Each word must be constructed from letters of sequentially adjacent cells,
where adjacent cells are horizontally or vertically neighboring. The same letter cell may not be used more than once in a word.
Example 1:
Input: board = [[“o”,”a”,”a”,”n”],[“e”,”t”,”a”,”e”],[“i”,”h”,”k”,”r”],[“i”,”f”,”l”,”v”]], words = [“oath”,”pea”,”eat”,”rain”]
Output: [“eat”,”oath”]
Example 2:
Input: board = [[“a”,”b”],[“c”,”d”]], words = [“abcb”]
Output: []
*/
See solution to the problem on github here: https://github.com/zcoderz/leetcode/blob/main/src/main/java/trie/WordSearchTwo.java
See implementation of the trie used in this code here:
https://github.com/zcoderz/leetcode/blob/main/src/main/java/utils/TrieNode.java
This solution is very interesting in that it uses the trie data structure to efficiently solve the question.
Observation:
- We are given a list of words and are asked to check whether these words exist in the two-dimensional array
- So, we need to traverse the board and determine the set of words that exist on the board
- Since words can be share the same prefix, for example dog, dogs, doggy, dogfood etc we would ideally not want to re-traverse the matrix multiple times for each common group in the words. A trie data structure would serve here well.

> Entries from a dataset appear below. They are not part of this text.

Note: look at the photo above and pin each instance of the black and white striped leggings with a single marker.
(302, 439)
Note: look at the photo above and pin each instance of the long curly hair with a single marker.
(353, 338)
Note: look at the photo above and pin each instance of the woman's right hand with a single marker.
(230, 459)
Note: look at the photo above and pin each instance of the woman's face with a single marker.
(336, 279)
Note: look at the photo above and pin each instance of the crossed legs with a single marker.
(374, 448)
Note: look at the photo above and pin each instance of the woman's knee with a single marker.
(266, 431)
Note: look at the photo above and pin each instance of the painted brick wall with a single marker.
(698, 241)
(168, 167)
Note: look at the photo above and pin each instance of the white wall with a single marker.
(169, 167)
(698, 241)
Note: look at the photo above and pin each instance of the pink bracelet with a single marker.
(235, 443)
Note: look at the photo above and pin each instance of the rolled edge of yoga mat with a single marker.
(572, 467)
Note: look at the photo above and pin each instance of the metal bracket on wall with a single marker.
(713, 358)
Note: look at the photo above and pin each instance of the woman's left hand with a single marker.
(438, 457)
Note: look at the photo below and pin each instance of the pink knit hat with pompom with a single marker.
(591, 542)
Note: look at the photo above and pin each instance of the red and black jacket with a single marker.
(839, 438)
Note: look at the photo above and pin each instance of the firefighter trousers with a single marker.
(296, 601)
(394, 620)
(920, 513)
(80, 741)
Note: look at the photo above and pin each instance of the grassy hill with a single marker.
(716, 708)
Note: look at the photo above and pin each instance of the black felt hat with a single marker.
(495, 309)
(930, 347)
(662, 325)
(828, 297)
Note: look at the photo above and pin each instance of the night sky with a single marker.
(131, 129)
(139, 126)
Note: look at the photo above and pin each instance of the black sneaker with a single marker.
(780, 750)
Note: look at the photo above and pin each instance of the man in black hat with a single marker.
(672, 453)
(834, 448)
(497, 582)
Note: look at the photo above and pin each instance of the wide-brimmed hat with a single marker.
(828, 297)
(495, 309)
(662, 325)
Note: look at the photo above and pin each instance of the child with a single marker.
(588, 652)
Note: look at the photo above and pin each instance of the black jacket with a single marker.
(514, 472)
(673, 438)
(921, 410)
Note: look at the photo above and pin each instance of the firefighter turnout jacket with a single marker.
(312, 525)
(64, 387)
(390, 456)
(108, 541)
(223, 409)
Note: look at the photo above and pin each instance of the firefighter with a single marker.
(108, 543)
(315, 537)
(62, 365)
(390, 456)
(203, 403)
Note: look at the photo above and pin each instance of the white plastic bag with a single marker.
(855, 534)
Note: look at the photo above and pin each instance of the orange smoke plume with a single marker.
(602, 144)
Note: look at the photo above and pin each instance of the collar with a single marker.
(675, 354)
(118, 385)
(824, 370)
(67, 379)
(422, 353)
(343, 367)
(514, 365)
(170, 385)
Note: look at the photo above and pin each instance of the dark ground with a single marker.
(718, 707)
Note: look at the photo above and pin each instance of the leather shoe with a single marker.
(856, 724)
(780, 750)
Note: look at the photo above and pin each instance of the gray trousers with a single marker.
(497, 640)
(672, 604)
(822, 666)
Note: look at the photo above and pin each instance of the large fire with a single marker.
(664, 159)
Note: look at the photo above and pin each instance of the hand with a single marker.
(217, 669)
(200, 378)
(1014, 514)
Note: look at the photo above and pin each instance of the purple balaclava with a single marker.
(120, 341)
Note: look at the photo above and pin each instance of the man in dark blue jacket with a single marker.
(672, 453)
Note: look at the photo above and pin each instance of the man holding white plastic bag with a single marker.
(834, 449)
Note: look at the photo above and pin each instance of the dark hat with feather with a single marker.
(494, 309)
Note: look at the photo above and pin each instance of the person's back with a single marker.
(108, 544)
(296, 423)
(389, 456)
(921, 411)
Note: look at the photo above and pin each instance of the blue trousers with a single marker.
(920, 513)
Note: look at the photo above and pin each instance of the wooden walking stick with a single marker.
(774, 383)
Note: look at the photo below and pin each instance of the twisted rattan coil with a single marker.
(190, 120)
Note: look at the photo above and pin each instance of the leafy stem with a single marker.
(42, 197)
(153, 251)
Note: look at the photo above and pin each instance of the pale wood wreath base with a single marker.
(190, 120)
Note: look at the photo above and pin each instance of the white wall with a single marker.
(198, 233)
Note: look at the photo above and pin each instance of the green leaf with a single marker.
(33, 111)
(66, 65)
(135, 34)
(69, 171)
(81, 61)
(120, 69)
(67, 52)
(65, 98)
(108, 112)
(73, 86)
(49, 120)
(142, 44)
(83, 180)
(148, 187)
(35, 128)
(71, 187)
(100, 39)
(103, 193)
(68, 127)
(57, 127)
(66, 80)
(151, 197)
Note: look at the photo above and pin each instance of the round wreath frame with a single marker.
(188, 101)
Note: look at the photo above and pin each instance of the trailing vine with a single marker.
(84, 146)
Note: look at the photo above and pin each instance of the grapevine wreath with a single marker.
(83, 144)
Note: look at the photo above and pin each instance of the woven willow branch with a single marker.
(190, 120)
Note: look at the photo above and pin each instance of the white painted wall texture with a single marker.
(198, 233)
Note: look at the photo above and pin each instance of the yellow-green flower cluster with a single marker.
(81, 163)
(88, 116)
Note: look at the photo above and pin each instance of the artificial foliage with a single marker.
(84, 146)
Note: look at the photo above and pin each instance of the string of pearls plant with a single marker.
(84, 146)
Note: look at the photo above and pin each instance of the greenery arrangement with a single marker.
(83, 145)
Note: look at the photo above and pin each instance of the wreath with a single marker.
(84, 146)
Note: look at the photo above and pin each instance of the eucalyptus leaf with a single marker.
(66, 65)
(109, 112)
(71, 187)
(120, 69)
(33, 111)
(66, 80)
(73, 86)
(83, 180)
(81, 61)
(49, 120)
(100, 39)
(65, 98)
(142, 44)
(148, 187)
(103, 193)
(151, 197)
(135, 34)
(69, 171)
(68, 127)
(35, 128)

- We can populate the trie data structure with the list of words and then traverse the matrix matching each character in the trie until the trie has been traversed.
Algorithm:
- Populate a trie data structure with list of words
- Traverse the matrix with possible word matches in trie
- When a matching word is found add it to a list and remove the word market from trie node so that the word doesn’t repeat
- Return the list of words found above in step 3 as the answer
Optimization:
- When traversing a node in the trie , after a node has been traversed and thus its matches have been discovered, remove the node from its parent trie if it doesn’t have any children. This strategy gradually prunes the trie and thus prevents wasting time on unneeded cycles.
Here is the code:
public List<String> findWords(char[][] board, String[] words) {
//construct the trie from the words
TrieNode root = new TrieNode();
root.buildTrie(words);
int maxRows = board.length;
if (maxRows == 0) return wordsFound;
int maxCols = board[0].length;
if (maxCols == 0) return wordsFound;
for (int iRow = 0; iRow < maxRows; iRow++) {
for (int iCol = 0; iCol < maxCols; iCol++) {
char boardChar = board[iRow][iCol];
TrieNode cNode = root.getChildNode(boardChar);
if (cNode != null) {
traverseBoard(board, cNode, iRow, iCol);
}
}
}
return wordsFound;
}
void traverseBoard(char[][] board, TrieNode node, int row, int col) {
char boardChar = board[row][col];
if (node.getWord() != null) {
wordsFound.add(node.getWord());
node.setWord(null);
}
int maxRows = board.length;
int maxCols = board[0].length;
board[row][col] = '#';
for (int[] move : moves) {
int tmpRow = row + move[0];
int tmpCol = col + move[1];
if (tmpRow >= 0 && tmpCol >= 0 && tmpRow < maxRows && tmpCol < maxCols) {
char boardCharNew = board[tmpRow][tmpCol];
TrieNode cNode = node.getChildNode(boardCharNew);
if (cNode != null) {
traverseBoard(board, cNode, tmpRow, tmpCol);
if (cNode.getChildChars().isEmpty()) {
//Optimization
//Gradually prune the nodes in Trie during the backtracking.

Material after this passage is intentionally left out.